Każda z nas ma inną historię. Niektóre (chyba Ty też?) z pierwszym zaszły szybko. Niektore tak jak ja po latach walki. Inne długo, a potem druga ciąża raz ciach nagle. Są dziewczyny co pierwsze in vitro a drugie naturalnie..... Nie ma co się licytować. Mi jest zdecydowanie ciężej przez to że mam z tyłu głowy że już nie mam tyle czasu. Przez to AMH też. No i to że boje się trochę ciąży "geriatrycznej". Serio. Kiedyś się z tego śmiałam. A ja widzę jak się starzeje. Do tego nerwicą której się nabawiłam nie pomaga.
@Jane Doe dobrze że poszłaś na terapię. Wiesz.... Jesteś dziś mądrzejsza niż ja 5 lat temu. I chwała Ci za to.

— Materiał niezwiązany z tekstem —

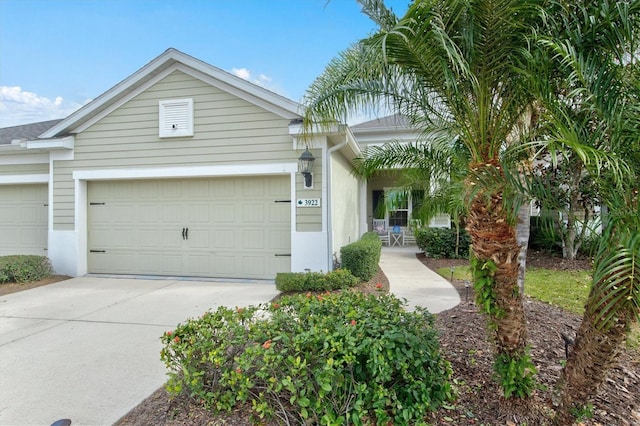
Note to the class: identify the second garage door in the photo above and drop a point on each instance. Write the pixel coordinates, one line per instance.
(23, 219)
(223, 227)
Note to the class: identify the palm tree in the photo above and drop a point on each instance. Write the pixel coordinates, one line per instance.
(452, 67)
(592, 103)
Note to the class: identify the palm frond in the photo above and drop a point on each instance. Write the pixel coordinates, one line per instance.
(616, 280)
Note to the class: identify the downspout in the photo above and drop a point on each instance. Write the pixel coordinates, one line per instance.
(330, 151)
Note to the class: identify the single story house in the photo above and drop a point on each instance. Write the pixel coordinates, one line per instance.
(183, 169)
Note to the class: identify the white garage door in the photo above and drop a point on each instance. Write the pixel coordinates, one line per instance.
(223, 227)
(23, 219)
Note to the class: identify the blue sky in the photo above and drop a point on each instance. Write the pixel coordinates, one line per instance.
(57, 55)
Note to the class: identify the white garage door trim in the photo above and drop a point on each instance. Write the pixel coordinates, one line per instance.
(77, 259)
(228, 227)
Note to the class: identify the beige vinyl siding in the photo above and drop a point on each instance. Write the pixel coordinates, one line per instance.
(309, 219)
(227, 130)
(344, 203)
(24, 169)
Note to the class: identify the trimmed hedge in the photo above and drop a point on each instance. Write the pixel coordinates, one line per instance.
(361, 258)
(327, 359)
(24, 268)
(441, 242)
(315, 281)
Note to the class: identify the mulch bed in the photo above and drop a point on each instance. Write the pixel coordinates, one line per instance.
(463, 339)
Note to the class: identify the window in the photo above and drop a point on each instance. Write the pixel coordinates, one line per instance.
(175, 118)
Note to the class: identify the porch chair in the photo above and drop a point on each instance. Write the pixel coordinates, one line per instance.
(380, 227)
(409, 236)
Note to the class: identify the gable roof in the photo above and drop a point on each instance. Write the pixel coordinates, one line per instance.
(168, 61)
(25, 131)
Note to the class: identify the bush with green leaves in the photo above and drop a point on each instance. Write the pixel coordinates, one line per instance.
(361, 258)
(315, 281)
(442, 242)
(24, 268)
(333, 358)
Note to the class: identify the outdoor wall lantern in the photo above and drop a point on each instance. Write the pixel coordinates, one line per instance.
(305, 166)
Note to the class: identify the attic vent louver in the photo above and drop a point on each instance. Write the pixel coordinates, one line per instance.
(176, 118)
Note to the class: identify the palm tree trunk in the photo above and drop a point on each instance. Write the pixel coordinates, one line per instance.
(523, 230)
(495, 240)
(593, 353)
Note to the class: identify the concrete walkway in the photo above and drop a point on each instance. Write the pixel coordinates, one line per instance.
(409, 279)
(88, 349)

Zrozumiesz skąd twoje emocje. I nie dasz sobie wmówić że "jak wyluzujesz to znajdziesz". Cierpimy kurna mać na niepłodność prawie wszystkie. A te teksty "no, w końcu zaszlaś bo ci nerwy odpuściły" to działały na mnie jak płachta na byka. Nie. Mi nie odpuściły nerwy. Bo w ciążę zaszłam w trakcie ogromnej żałoby po Tacie. Po prostu w końcu trafiłam na specjalistę w klinice który pomógł mi MEDYCZNIE. a cała rodzina męża

mówiła, że w końcu się udało, bo po roku od śmierci taty trochę zeszły emocje.
A i co AMH to niby czym je się leczy?

Bo nie pamiętam..ja jedynie zbijam homocysteine.
Właśnie
@Jane Doe badałaś homocysteine i kwas foliowy? FSH i LH w 2-5 DC?